Mit Schreiben vom 1. März 2005 und Ergänzung vom 4. März 2005 reichte der Vertreter der Gesuchstellerin der Übernahmekommission ein Gesuch ein mit folgenden Anträgen:

1. Es sei festzustellen, dass der geplante Kauf von 400'000 Namenaktien und 15'618 Inhaberaktien der Büro-Fürrer durch Lyreco von den vier Familienaktionären der Büro-Fürrer zu einem Kaufpreis, welcher über dem Angebotspreis des nachfolgenden öffentlichen Kaufangebots liegt, nicht in den Anwendungsbereich der in Art. 10 Abs. 6 UEV-UEK festgelegten Best Price Rule fällt, sondern dass es sich um einen vorausgegangenen Erwerb von Beteiligungspapieren im Sinne von Art. 32 Abs. 4 BEHG und Art. 38 BEHV-EBK handelt.
 

2. Eventualiter sei der Lyreco gestützt auf Art. 4 UEV-UEK eine Ausnahme von der Best Price Rule gemäss Art. 10 Abs. 6 UEV-UEK zu gewähren.

F.
Zur Prüfung dieser Angelegenheit wurde ein Ausschuss bestehend aus Herrn Hans Caspar von der Crone (Präsident), Frau Claire Huguenin und Frau Maja Bauer-Balmelli.


Die Übernahmekommission zieht in Erwägung:

1. Best Price Rule

Gemäss Art. 10 Abs. 6 UEV-UEK i.V.m. Art. 12 Abs. 1 lit. c UEV-UEK dürfen die Anbieterin und die mit ihr in gemeinsamer Absprache handelnden Personen nach Veröffentlichung des Angebots keine Beteiligungspapiere der Zielgesellschaft zu einem über dem Angebotspreis bzw. dem Wert des Angebots liegenden Preis erwerben, ohne diesen allen Empfängern des Angebots anzubieten (sog. „Best Price Rule”). Gemäss Praxis der Übernahmekommission gilt diese Regel ab Veröffentlichung der Voranmeldung während der ganzen Dauer des Angebots und während sechs Monaten nach Ablauf der Nachfrist (siehe u.a. , Erw. 4.1.1).
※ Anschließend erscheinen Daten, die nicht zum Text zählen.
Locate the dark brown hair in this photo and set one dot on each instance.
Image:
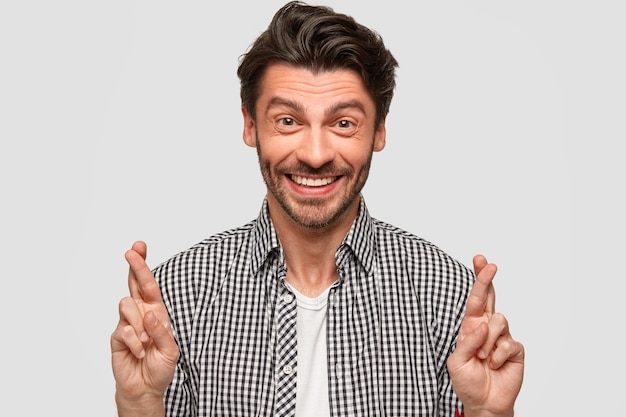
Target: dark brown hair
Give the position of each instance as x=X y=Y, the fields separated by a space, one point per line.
x=319 y=39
2. Abgrenzung Best Price Rule und vorausgegangener Erwerb

2.1 Von der Best Price Rule abzugrenzen ist der Preis des vorausgegangenen Erwerbs von Beteiligungspapieren im Sinne von Art. 32 Abs. 4 BEHG und Art. 38 BEHV-EBK. Während die Best Price Rule für Transaktionen der Anbieterin mit Beteiligungspapieren der Zielgesellschaft nach Veröffentlichung des Angebots bzw. der Voranmeldung relevant ist, befasst sich der sog. vorausgegangene Erwerb mit Transaktionen der Anbieterin vor Veröffentlichung des Angebots bzw. der Voranmeldung.
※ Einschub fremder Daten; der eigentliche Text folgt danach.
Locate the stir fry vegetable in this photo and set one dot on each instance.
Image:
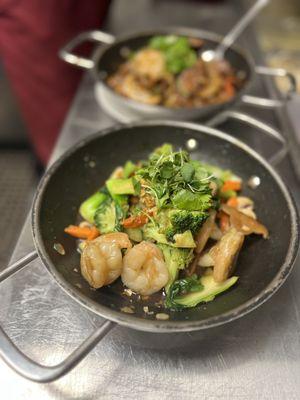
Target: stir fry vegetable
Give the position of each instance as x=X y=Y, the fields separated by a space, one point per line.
x=169 y=224
x=169 y=71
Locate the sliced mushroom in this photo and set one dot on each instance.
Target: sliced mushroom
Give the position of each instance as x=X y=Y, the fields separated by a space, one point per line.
x=216 y=233
x=224 y=254
x=244 y=223
x=245 y=205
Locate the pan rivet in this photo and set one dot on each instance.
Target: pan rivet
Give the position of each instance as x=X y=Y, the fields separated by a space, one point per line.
x=254 y=182
x=192 y=144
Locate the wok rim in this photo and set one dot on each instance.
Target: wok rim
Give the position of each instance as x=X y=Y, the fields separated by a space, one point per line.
x=181 y=30
x=168 y=326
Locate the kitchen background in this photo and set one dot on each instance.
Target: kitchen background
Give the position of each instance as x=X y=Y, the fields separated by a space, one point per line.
x=278 y=32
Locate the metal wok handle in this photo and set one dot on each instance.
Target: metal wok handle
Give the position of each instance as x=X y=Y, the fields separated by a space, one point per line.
x=271 y=103
x=263 y=127
x=30 y=369
x=90 y=36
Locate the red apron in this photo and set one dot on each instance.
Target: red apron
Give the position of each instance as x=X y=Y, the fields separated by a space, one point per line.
x=31 y=34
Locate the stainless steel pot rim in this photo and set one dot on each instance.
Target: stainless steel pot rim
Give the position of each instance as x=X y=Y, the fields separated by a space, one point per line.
x=169 y=326
x=203 y=34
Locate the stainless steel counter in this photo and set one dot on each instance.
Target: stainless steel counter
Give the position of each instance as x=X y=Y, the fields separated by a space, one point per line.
x=256 y=357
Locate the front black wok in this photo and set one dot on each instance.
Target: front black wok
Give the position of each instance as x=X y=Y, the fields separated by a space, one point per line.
x=262 y=264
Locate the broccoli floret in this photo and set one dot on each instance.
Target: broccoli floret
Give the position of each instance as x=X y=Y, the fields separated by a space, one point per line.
x=108 y=216
x=152 y=232
x=183 y=220
x=88 y=208
x=175 y=259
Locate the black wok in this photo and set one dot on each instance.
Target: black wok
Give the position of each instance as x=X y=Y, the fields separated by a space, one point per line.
x=108 y=57
x=263 y=264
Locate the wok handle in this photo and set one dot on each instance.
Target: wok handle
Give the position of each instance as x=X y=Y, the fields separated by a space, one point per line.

2.2 Finden der Vertragsschluss und dessen Vollzug vor Veröffentlichung des Angebots bzw. der Voranmeldung statt, liegt ein Fall von „vorausgegangenem Erwerb“ von Beteiligungspapieren im Sinne von Art. 38 BEHV-EBK vor. Dasselbe gilt im Grundsatz, wenn der Vertragsschluss für den Erwerb der Beteiligungspapiere der Zielgesellschaft vor dem Angebot bzw. der Voranmeldung, der Vollzug jedoch erst nachher stattfindet. Auch hier liegt „vorausgegangener Erwerb“ vor, allerdings nur dann, wenn der Erwerb der Beteiligungspapiere der Zielgesellschaft durch die Anbieterin (bzw. durch eine mit ihr in gemeinsamer Absprache handelnde Person) nicht durch eine aufschiebende oder auflösende Bedingung an das Angebot bzw. an den Erfolg des Angebots geknüpft wird (, Erw. 2.2).

2.3 Im vorliegenden Fall führen die im Kaufvertrag enthaltenen aufschiebenden Bedingungen (vgl. Sachverhalt lit. D.) nicht zu einer Verknüpfung zwischen dem Erwerb des Kontrollpakets und dem Angebot. Ebensowenig führen die im Vertrag aufgeführten vertraglichen Pflichten der Verkäufer zu einer Verknüpfung zwischen dem Erwerb des Kontrollpakets und dem nachfolgenden Angebot bzw. dessen Erfolg. Da die Transaktionen trotz Vorliegen von Bedingungen, welche den Vollzug des Kaufvertrags auf einen Zeitpunkt nach Veröffentlichung der Voranmeldung aufschieben, nicht miteinander verknüpft sind, kann somit festgehalten werden, dass der geplante Kauf von 400'000 Namenaktien und 15'618 Inhaberaktien der Büro-Fürrer durch Lyreco von den vier Familienaktionären der Büro-Fürrer nicht in den Anwendungsbereich der in Art. 10 Abs. 6 UEV-UEK festgelegten Best Price Rule fällt, sondern dass es sich um einen vorausgegangenen Erwerb von Beteiligungspapieren im Sinne von Art. 32 Abs. 4 BEHG und Art. 38 BEHV-EBK handelt.

3. Publikation

Die vorliegende Empfehlung wird in Anwendung von Art. 23 Abs. 3 BEHG am Tag der Publikation der Voranmeldung in den Zeitungen, d.h. am 14. März 2005, auf der Website der Übernahmekommission veröffentlicht.

4. Gebühr

In Anwendung von Art. 23 Abs. 5 BEHG und Art. 62 Abs. 6 UEV-UEK wird für die Behandlung des vorliegenden Gesuchs eine Gebühr erhoben. Der Ausschuss setzt die Gebühr auf CHF 15'000.-- fest.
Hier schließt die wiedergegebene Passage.